Finance Minister Guido Mantega revised Brazil’s economic growth forecast for this year to two percent Thursday, from an earlier estimate of three percent. The downgrade comes as a response to Brazil’s continuing struggle with an economy that has stagnated over the past 18 months, growing just 2.7 percent in 2011, down from 7.5 percent in 2010, as it faces shockwaves from the global economic crisis and China’s economic slowdown.
Brazil cut its benchmark Selic interest rate to a record low of eight percent Thursday, in an attempt to boost an economy that has continued to falter in the face of various stimulus measures. The 0.5 percent cut was the eighth consecutive reduction from the central bank’s monetary policy board (Comitê de Política Monetária), known as Copom, since August 2011, when the rate stood at 12.5 percent.
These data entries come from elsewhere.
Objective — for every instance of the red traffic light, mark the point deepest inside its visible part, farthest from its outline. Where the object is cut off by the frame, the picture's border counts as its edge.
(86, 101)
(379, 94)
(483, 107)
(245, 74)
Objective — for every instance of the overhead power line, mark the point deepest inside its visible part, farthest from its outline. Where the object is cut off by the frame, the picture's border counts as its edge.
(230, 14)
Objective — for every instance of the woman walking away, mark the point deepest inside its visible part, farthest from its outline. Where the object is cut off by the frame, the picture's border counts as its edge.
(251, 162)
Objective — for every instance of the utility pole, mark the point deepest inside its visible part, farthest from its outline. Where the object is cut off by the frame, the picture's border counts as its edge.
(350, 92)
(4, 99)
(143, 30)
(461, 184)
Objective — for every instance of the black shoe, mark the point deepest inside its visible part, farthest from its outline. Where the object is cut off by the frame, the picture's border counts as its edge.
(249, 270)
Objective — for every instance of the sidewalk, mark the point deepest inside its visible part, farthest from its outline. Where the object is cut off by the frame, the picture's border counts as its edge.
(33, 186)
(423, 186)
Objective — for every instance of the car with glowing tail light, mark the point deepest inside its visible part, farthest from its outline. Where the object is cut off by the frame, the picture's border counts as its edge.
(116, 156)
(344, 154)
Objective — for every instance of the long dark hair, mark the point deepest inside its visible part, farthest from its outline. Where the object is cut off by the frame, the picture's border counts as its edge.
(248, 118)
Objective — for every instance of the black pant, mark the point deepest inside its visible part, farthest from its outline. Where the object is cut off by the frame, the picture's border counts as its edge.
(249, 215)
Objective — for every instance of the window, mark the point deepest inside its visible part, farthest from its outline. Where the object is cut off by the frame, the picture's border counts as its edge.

Despite a raft of recent stimulus measures, data released last week showed Brazilian industry continuing to perform poorly over recent months, as it reacts to the crisis in Europe and lower global demand for commodity exports. Industrial production shrank in May for the third consecutive month according to data released by the Instituto Brasileiro de Geografia e Estatística (IBGE).
Wary of dependence on the dollar, Brazil and China on Thursday agreed to a R$60 billion currency swap, shoring up their economies and increasing liquidity in the wake of continued instability in Europe and the United States.